Of course, this process worked well on non-raster documents (typically documents that contained only text), and it worked well in the given context. But I realized that this was an ideal opportunity to plan ahead.
Being interested in information and technology related to information, I had been working with Adobe’s eXstensible Metadata Platform for some time, and I saw an ideal opportunity to implement it here.
I created a simple application based on the APIs provided for Acrobat and Photoshop by Adobe, and used a few commandline tools like gs in order to create a workflow that took the raw scanned files, processed them into a single document, prompted the user for metadata, and then locked the file down using standard Acrobat security. This worked fine, and the document could then be posted to the web. The only problem here was that there was really no point in inserting the metadata, with the exception that you like the idea of a file containing its own metadata, and creating an indestructible link between content and metadata. The problem was that the web presence used by the company was primitive, and there was no way to read the metadata in these files.
O f course, my boss wondered why we were spending time doing this, and then I showed him the way in which the cryptically named files (the files bore the certificate number issued by the certification body) were suddenly searchable on a standard PC, in terms of certification body, product and so forth.
Spool forward a few years, and I get the question mentioned above: we’re looking at putting the image collection online, and I mention the metadata insertion system I outlined above.
The difference being that you can deal with a variety of document types, insert metadata harvested from other sources (our OPAC, for example), and that the system can be used to post directly to the web simply by entering it in to the workflow.
Additional functions could include “purposing”, specifying conversion processes — typically in ImageMagick, but also using Adobe’s graphics server technology — so that users get a file they can use in a wordprocessor file, or in their professional advertising campaign.

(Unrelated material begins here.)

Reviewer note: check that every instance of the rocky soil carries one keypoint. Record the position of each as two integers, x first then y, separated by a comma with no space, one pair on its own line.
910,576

One of the things I like about this approach is that it dispenses with the need for a secondary database: the files themselves are the database. I presented a simple parser that retrieves XML metadata from PDFs in a previous post. Of course, the parser I wrote here is ludicrouly simple, and uses a very rough technique to retrieve data. On the other hand, Adobe’s XMP SDK provides advanced methods to retrieve this data, and this provides a promising future for this kind of approach. It’s especially heartening since PDF/A archiving standard for electronic documents came about.